Monday Bites: Swirls & Twirls

 Monday Bites: Swirls & Twirls 



Credit: NASA/JPL-Caltech
Public Domain

This isn't one of Van Gogh's canvases. But it's close to one. Jupiter's south pole, coming to view for the first time in four hundred years since Galileo Galilei had pointed his crude contraption of lens and lead towards the great planet, presents a wild landscape of monstrous cyclones with wind speeds going over 360 km/h (224 mph). 

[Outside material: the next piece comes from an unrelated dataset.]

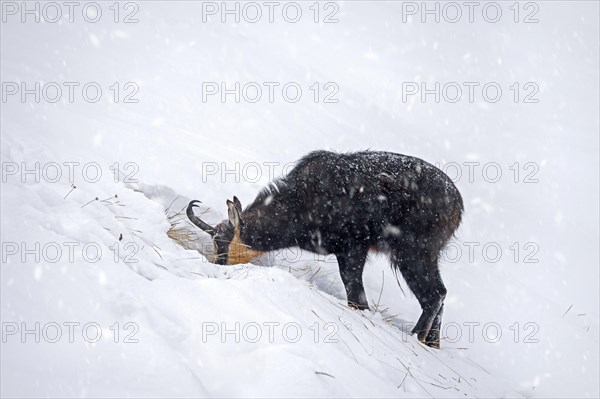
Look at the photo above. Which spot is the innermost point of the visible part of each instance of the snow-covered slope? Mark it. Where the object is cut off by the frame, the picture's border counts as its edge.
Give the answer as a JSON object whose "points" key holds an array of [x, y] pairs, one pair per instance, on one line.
{"points": [[177, 314]]}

A new cyclone developed  in 2019
Credit: NASA/JPL-Caltech
When Juno arrived at Jupiter in 2016 and attained polar orbit (one of the hardest things to do), it immediately discovered that at the very bottom of the planet, at the south pole, five cyclones are arranged in a geometrical pattern, forming a pentagon around a central behemoth. The individual cyclones packed more power than Patricia, the deadliest hurricane recorded with 1-minute sustained windspeeds going over 345 km/h (~ 215 miles/h). The extent of each vortex dwarfs the breadth of the continental United States, and when taken together, they can fit the entire Earth with room to spare.  

Over subsequent flybys, Juno watched that the system remained stable, and on its 23rd pass, on November 04, 2019, the previously five-member council had gained a new comrade. A smaller cyclone, about the size of Texas, had developed. 

Going over the north pole, one finds a similar picture, but with eight peripheral cyclones swirling around in a regular octagon around a central vortex. 

Jupiter presents a restless landscape. On Earth, a cyclone usually weakens as it crosses into land. Jupiter has no continental landmasses. Once a storm develops near the equator, it migrates to the poles, a characteristic feature of planets rotating about their axis. As multiple cyclones migrate toward the pole, it's natural to believe they eventually converge. Saturn has one giant hexagonal cyclone at each pole. However, for Jupiter, the individual vortices, instead of merging into one tempest, arrange themselves in striking perennial patterns. Why is it the way it is remains an open question, though.